I’ve reached the two thirds mark on the second pass on the young adult fantasy. The goal is to push through this second pass and finish it by the end of the week. Then it goes to the First Reader (who happens to also be my wife, making for a sometimes sticky situation, but her critical skills are too good to pass up), after which I’ll finally get the thing in the mail to a publisher.
Speaking of genres, while I was doing a little Web surfing I saw that the latest Hugo Awards had been announced. These are the awards that the attendees of Worldcon, the biggest science and fantasy convention, give out each year. It reminded me of my experience at last year’s Worldcon in Boston. I really enjoyed meeting some wonderful people, including Matt Cheney, who’s becoming something of a noted critic in the field; Jeff VanderMeer, whose writing career has moved into a new gear; Stan Schmidt, editor of Analog, buyer of three of my stories, and all around amazing guy; as well as many, many other nice folks. It was great putting faces with the names, and getting a sense of the people I knew only from their writing or editing. Except for an Orycon I attended back in college, this was my first real Con experience. I really wanted to know what it was all about and I’m glad I went. However, I also learned that conventions are not my cup of tea, and I’ll be a very, very infrequent con-goer at best. For me, I’m much better off spending that time writing and reading. There are writers I’ve met who have used conventions to make a lot of connections, connections that have undoubtedly helped their careers, but ultimately publishing is always, in the end, about the work itself. You can have all the connections in the world but if you can’t tell a good tale, they won’t help you much. And that’s what I love about writing fiction, too. If you do nothing but write a lot, read a lot, and keep striving to get better, you can have a very nice career from the comfort of your own home. Lots of writers have. It always seems to amaze people when I tell them (usually after they ask just how I managed to publish stories, and, my god, for actual money) that I just put them in envelopes and mail them out to markets that might buy them.
There’s the other side of conventions, which is the social aspect, the sense of community, and that has a lot of value. I’m fortunate to be surrounded by lots of writers here in Oregon, but even so, there are times when I still feel like I’m writing essentially in isolation. Even being surrounded by writers, I sadly don’t get too see them all that often. There’s just too little time these days, and when it comes down to it, after the day job and family, most of what remains must go to writing and getting better at writing. But I try not to be too much a hermit, getting out when I can. Of course, if the choice comes down to hanging out with writers or going to the zoo with my daughter, as I did yesterday . . . well, there’s no contest, is there? Just love those monkeys.

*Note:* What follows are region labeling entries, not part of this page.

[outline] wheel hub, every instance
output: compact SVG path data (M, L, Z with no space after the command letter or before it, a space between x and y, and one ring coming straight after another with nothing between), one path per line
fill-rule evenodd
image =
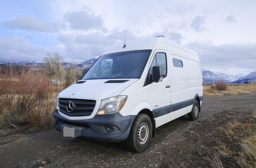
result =
M140 125L138 130L138 140L141 144L146 142L148 137L148 126L146 122L143 122Z
M197 108L197 106L196 106L195 107L195 116L196 116L197 115L197 113L198 113L198 108Z

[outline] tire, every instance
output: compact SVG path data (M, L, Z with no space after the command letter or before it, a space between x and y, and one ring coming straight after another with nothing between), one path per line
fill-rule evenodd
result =
M134 119L125 144L128 148L140 152L149 146L152 137L152 123L147 115L139 114Z
M199 115L199 103L197 100L195 100L192 110L188 113L188 119L191 121L196 121L198 118Z

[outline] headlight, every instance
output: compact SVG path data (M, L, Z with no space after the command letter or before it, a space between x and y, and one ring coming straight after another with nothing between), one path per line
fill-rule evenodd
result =
M57 100L56 100L56 102L55 103L55 108L57 110L59 110L59 106L58 106L58 99L59 99L59 97L57 97Z
M122 109L127 99L126 96L117 96L101 101L97 115L116 114Z

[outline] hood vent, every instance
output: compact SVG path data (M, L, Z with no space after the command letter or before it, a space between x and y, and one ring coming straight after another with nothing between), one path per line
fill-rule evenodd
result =
M84 83L86 81L86 80L80 80L80 81L78 81L76 83Z
M124 83L129 80L110 80L104 82L104 83Z

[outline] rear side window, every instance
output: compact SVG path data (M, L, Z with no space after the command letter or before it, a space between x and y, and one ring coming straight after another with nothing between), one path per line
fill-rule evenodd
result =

Recent reads: Finished H.G. Wells’s War of the Worlds. I think I’d read it long, long ago, but I hardly remembered it at all. With all the publicity around the new movie (no, I haven’t seen it, and don’t plan to), I wanted to read it again. The mode of storytelling seems a bit dated, a sort of first person journalistic account, but since it’s so dated it’s almost fresh again. Strangely, this book reminded me of Cold Mountain, which couldn’t be more different in subject matter, since it deals with the Civil War and not an alien invasion — but they both deal with a main character trying to make his way home to his beloved while having a series of mishaps and adventures along the way, each of these episodes revealing something about human nature. Also, I finished off Joseph J. Ellis’s Founding Brothers, which was an entertainng book about all the subtle and not so subtle ways our founding fathers (focusing on Washington, Jefferson, Adams, Madison, and Hamilton) were connected. It doesn’t delve too deeply, but it’s a great overview. What always amazes me, when I think about it, is that the population of the United States in 1776 was roughtly the same as Oregon’s population today — a little less than three million. I have a hard time imagining all of those talented people coming out of Oregon today, but I suppose there’s two reasons it happened during the Revolutionary period: 1) History has been very kind to the Founding Fathers, in most cases eliminating their flaws and elevating their strengths and 2) trying times, to slightly modify Thomas Paine’s famous sentiment, bring out both the best and the worst in people. If these men had been born ten years later, we most likely never would have heard of any of them.